They would be admitted to The Pyramid in groups of twenty, the first ones having arrived much earlier. Actress Arnita Williams was No. 22 and had been there since 8:30 a.m. "I've got ice, makeup, tons of clothes, my head shot and resume," she reported in full effervescence. Something paid off since she got a callback for Tuesday to read for one of the 27 speaking roles being cast locally. In fact, a hefty number of those who showed up were given a schedule and a side for callbacks. Many actors had already read for parts last week. Agents have been dealing with the casting office and thespians with representation got first crack at it last week. But the monster casting call -- cattle call if you prefer -- gives everyone an opportunity to look a casting director in the eye and make that impression.

First, though, you have to make it through security. It was no problem if you were abiding by the rules, but God help you if you ran afoul of Paul Hardy. He's the head of security for The Pyramid and a step ahead of everyone, especially the gent who tried to squeeze in among the first group. "We've had this conversation before," Hardy told him while deftly hustling him back outside. "But I've directed ..." mumbled the man, protesting with a slur. "I don't care if you directed 'Hustle and Flow,' " Hardy said. "There's that smell of alcohol." And the man was quickly out and efficiently gone. Hardy turned to two beefy Memphis police officers on the scene and said, "If you see him again, would you ...?" And the two cops just smiled and nodded.

Meanwhile, Memphis and Shelby County Film and Television Commissioner Linn Sitler was all about rounding up and distributing water and ice to the hundreds waiting in the sun.

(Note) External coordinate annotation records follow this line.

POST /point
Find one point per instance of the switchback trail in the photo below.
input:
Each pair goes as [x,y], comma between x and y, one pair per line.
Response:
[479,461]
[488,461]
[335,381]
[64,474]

And then: "OK, relaxation is over, it's work time now." That was casting assistant Nicole Stoll giving instructions to attendees on where to go and what to do.

The routine, as hundreds would find out, was to pass by a table to get your release form stapled to your picture. Then you marched into a room outfitted, as Don Meyers noted, in fine funeral home style. Actors sat in rows of chairs facing a long table where the interviews took place. At one end was Winsome Sinclair whose Winsome Sinclair & Associates was handling local casting. At the other end was Kim Hardin, the principal casting agent for the movie. In between was U of M student Erik Morrison managing the stacks of paper -- sides, appointment slips, headshots and resumes. Hopefuls sat before one of the casting bosses and turned in their paperwork and chatted a bit. If the look and the resume called for it, they would be asked to return sometime this week for a reading. Hardin said, "If you're not right for the speaking part, then you'll be considered for extras casting." She said she expected that, among many possibilities, there would be a scene in a juke joint and one at a high school football stadium that would use extras.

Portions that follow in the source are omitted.